A judge told a bouncer who repeatedly punched a man in the head outside of a Carlisle nightclub causing him serious injuries: He should’ve been protected not assaulted.
Thomas Hill, 26, was caught on CCTV assaulting Philip Gibson outside Concrete, in Lowther Street, on New Year’s Day.
Hill said he’d been trying to protect himself and others after a scuffle a scuffle broke out in the early hours of the morning.
But Carlisle Crown Court heard it was Mr Gibson who had been set upon outside the club after being ejected from Concerete for complaining to a bouncer that he’d been slapped in the face by a man.
To Mr Gibson’s surprise he was asked to leave the club alongside the man who’d earlier attacked him.
Beccy McGregor, prosecuting, said: “As he [Mr Gibson] made his way out he was attacked by this male.”
CCTV played to Carlisle Crown Court yesterday showed Hill come up the stairs from the club to Lowther Street where he witnessed the attack taking place.
Hill, along with other bouncers working for the club, moved over to intervene.
But it was Mr Gibson, rather than the other attackers, that Hill moved in on and he was struck three times by the bouncer.
Lauren Walker witnessed the assault as she was outside the club sitting on a wall at the time.
Reading out Ms Walker’s witness statement, Ms McGregor told the court: “She saw the defendant… strike what she describes as three very hard punches to his face.
“He seemed to be pumped up and ready for another go. She was shocked by his behaviour.”
Mr Gibson was taken to Carlisle’ Cumberland Infirmary for treatment for a cut to his eye, a puncture wound to his right eye which was completed closed and there was swelling to an area of his skull.
His face was so bruised Mr Gibson felt unable to leave the house and his eye was closed for a week.

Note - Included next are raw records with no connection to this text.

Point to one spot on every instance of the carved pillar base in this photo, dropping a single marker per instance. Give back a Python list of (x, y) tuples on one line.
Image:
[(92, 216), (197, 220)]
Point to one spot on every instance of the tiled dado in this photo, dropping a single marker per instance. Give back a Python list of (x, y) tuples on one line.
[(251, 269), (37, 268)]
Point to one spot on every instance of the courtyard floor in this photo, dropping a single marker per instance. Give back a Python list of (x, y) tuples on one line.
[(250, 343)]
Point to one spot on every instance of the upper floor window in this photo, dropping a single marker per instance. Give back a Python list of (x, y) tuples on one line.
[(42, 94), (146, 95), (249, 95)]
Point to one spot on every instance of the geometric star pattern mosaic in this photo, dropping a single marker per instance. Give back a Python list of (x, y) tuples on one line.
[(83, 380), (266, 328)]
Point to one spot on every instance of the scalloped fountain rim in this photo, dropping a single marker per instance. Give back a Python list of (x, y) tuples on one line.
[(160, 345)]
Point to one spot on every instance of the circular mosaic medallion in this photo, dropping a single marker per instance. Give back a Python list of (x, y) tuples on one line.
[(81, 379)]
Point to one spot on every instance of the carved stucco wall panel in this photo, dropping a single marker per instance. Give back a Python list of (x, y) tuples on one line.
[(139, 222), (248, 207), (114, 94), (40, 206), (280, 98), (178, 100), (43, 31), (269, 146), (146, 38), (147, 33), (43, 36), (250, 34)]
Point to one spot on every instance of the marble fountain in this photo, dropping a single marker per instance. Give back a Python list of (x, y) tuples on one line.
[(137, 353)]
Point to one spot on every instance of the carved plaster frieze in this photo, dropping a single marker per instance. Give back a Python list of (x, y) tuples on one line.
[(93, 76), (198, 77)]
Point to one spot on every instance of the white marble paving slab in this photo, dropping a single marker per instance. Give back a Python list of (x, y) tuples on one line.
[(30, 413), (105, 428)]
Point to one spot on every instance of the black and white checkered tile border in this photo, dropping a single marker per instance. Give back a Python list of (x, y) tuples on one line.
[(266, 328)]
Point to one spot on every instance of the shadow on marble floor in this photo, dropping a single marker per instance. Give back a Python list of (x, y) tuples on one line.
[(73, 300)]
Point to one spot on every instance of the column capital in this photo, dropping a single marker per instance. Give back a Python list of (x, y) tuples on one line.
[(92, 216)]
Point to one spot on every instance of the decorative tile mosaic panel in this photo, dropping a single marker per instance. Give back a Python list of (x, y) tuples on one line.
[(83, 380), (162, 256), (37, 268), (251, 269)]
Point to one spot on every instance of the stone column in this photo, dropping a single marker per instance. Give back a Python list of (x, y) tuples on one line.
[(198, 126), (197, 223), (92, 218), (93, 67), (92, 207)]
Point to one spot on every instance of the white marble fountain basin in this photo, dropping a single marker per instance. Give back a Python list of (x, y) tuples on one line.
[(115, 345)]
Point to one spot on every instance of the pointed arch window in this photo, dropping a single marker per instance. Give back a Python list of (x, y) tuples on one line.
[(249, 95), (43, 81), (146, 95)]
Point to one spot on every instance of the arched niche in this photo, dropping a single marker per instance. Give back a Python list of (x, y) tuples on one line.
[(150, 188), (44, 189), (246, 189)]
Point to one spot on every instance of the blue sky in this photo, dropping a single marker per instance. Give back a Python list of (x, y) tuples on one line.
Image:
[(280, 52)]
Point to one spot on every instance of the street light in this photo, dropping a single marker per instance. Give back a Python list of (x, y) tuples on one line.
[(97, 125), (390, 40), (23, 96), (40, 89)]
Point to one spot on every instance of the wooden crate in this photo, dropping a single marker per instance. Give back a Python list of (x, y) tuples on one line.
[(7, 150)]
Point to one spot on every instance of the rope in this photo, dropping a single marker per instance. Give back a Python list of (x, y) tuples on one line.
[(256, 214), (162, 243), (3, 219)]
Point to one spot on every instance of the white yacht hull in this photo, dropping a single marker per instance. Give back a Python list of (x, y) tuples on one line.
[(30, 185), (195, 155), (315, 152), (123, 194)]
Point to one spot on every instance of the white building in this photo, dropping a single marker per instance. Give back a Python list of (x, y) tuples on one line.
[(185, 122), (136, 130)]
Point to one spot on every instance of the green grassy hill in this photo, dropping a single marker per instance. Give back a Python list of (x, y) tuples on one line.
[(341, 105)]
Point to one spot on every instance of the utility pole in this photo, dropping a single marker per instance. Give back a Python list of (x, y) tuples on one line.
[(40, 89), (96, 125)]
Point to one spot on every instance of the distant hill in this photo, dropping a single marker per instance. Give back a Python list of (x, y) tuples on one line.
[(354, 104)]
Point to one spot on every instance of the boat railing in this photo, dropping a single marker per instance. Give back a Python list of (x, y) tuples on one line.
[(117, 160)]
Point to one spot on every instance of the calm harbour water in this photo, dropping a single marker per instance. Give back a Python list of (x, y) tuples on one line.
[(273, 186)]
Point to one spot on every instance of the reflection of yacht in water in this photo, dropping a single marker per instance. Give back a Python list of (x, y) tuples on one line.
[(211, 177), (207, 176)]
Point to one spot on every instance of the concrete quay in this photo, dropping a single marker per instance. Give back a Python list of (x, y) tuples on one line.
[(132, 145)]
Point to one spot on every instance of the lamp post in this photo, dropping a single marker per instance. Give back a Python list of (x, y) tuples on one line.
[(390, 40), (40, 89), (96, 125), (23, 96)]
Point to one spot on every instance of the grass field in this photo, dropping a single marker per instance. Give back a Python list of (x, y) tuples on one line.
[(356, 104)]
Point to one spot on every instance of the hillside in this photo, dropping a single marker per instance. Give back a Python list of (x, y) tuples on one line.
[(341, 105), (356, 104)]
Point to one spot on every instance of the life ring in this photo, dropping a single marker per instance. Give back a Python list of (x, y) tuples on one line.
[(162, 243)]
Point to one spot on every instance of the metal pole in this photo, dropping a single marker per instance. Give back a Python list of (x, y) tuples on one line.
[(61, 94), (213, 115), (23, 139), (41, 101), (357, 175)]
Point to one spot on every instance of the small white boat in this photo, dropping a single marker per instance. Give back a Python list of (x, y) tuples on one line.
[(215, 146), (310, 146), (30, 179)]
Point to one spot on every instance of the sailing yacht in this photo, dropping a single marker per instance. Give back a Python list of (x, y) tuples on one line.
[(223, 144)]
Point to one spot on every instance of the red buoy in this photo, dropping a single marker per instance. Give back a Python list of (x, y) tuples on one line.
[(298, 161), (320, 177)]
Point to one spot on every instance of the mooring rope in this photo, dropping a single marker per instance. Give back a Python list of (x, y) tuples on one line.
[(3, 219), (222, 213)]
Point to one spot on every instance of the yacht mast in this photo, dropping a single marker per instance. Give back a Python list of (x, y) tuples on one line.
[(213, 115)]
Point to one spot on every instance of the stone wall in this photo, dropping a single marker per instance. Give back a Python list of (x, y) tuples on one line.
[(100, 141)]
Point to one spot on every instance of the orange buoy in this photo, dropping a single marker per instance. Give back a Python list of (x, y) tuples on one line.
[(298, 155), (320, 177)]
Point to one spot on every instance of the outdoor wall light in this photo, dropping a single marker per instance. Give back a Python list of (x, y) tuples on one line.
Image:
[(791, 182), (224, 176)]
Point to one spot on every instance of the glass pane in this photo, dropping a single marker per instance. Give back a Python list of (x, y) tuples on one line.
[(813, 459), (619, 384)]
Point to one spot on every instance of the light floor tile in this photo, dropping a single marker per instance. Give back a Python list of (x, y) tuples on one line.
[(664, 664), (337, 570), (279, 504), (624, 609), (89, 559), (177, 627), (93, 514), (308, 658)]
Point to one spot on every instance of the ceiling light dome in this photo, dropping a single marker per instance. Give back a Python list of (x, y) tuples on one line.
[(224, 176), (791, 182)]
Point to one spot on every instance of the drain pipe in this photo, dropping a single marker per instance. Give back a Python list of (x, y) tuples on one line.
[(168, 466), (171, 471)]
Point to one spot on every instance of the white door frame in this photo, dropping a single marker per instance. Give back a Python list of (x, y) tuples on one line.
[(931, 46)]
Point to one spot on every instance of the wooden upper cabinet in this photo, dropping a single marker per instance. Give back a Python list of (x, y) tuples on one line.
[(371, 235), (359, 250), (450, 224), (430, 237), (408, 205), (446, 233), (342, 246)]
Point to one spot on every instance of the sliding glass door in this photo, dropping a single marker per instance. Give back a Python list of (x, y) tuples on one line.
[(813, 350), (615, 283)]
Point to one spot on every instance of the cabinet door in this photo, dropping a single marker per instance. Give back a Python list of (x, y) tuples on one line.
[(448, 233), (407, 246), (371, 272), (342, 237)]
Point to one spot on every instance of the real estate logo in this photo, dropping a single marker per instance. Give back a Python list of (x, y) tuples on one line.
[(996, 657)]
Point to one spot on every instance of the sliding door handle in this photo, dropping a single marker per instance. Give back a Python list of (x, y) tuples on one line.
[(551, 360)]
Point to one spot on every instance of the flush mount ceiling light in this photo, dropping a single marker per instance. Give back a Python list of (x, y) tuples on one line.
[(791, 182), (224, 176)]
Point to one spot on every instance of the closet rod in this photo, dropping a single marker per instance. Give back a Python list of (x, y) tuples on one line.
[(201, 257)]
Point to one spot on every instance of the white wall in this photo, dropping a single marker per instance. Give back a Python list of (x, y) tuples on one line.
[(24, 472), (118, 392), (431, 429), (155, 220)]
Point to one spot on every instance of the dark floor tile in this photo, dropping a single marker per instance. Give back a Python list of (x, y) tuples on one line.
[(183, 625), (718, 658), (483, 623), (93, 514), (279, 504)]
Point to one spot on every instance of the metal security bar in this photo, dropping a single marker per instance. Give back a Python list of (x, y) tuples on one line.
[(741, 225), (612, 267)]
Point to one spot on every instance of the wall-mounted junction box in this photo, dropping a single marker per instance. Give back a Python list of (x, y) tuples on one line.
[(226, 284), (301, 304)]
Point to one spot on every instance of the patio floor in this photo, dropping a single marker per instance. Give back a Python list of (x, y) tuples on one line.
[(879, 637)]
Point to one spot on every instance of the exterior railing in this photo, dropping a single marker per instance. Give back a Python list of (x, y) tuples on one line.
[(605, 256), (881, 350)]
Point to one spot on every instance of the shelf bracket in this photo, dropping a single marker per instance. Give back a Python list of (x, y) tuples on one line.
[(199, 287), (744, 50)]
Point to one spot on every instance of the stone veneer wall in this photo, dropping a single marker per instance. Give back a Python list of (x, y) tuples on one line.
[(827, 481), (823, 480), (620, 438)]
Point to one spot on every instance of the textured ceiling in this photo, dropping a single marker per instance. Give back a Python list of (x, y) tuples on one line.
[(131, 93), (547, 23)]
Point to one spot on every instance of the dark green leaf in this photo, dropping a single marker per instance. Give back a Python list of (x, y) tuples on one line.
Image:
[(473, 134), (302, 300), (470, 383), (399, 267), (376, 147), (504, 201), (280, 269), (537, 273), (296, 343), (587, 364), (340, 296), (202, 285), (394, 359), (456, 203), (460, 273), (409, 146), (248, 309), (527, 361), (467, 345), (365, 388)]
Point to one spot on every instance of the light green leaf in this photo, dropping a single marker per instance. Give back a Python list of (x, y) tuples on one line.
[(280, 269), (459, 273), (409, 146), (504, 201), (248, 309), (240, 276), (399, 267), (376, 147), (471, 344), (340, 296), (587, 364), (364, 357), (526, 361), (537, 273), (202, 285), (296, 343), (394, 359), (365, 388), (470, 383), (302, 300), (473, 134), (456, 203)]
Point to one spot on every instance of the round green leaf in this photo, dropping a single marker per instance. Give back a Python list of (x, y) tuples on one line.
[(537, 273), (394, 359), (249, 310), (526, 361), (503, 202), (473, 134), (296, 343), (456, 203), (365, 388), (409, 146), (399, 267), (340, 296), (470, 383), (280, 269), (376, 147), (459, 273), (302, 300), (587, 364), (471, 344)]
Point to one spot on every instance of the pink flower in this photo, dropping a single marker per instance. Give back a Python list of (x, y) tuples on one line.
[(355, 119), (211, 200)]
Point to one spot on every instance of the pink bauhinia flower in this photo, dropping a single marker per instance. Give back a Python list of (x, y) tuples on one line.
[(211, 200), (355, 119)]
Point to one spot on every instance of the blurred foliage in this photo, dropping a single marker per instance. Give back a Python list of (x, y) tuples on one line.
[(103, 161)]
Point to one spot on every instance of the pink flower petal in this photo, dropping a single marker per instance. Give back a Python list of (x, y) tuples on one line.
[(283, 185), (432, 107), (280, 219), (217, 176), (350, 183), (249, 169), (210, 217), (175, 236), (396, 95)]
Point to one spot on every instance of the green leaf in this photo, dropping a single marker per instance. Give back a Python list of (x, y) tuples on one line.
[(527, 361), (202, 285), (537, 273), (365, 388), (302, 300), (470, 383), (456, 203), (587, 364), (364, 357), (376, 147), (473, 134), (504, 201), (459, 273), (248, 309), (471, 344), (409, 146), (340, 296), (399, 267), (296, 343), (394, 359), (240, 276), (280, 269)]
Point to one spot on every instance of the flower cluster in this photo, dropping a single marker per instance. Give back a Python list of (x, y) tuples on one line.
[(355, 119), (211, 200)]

He also had to take a month off work.
“He was too frightened to go into city centre bars with his friends,” Ms McGregor added.
The court heard how Mr Gibson has been left with permanent scar because of the attack and it has affected his confidence.
Hill, of Warwick Road, Carlisle, pleaded not guilty to a charge of wounding, inflicting grievous bodily harm but was convicted following a trial last month at the city’s magistrates’ court.
Speaking on Hill’s behalf, his lawyer Janet Ironfield, said her client had shown remorse for the injuries sustained by Mr Gibson.
Recorder Philip Curran decided not send Hill to prison immediately, instead suspending the 15-month jail term for 18 months.
The judge said: “You behaved really quite badly on that night.”
He continued: “I’ve watched the video, Mr Gibson was entirely innocent party in all of this.
“He should’ve been protected by the club and its officials, instead they turfed him outside.
“Even if you thought he’d been involved in a fight you had no authority to smash somebody in the face like this.”
Recorder Curran told Hill that while he would not be going to prison, he had lost his good character.
Hill was also ordered to pay the victim £2,000 in compensation.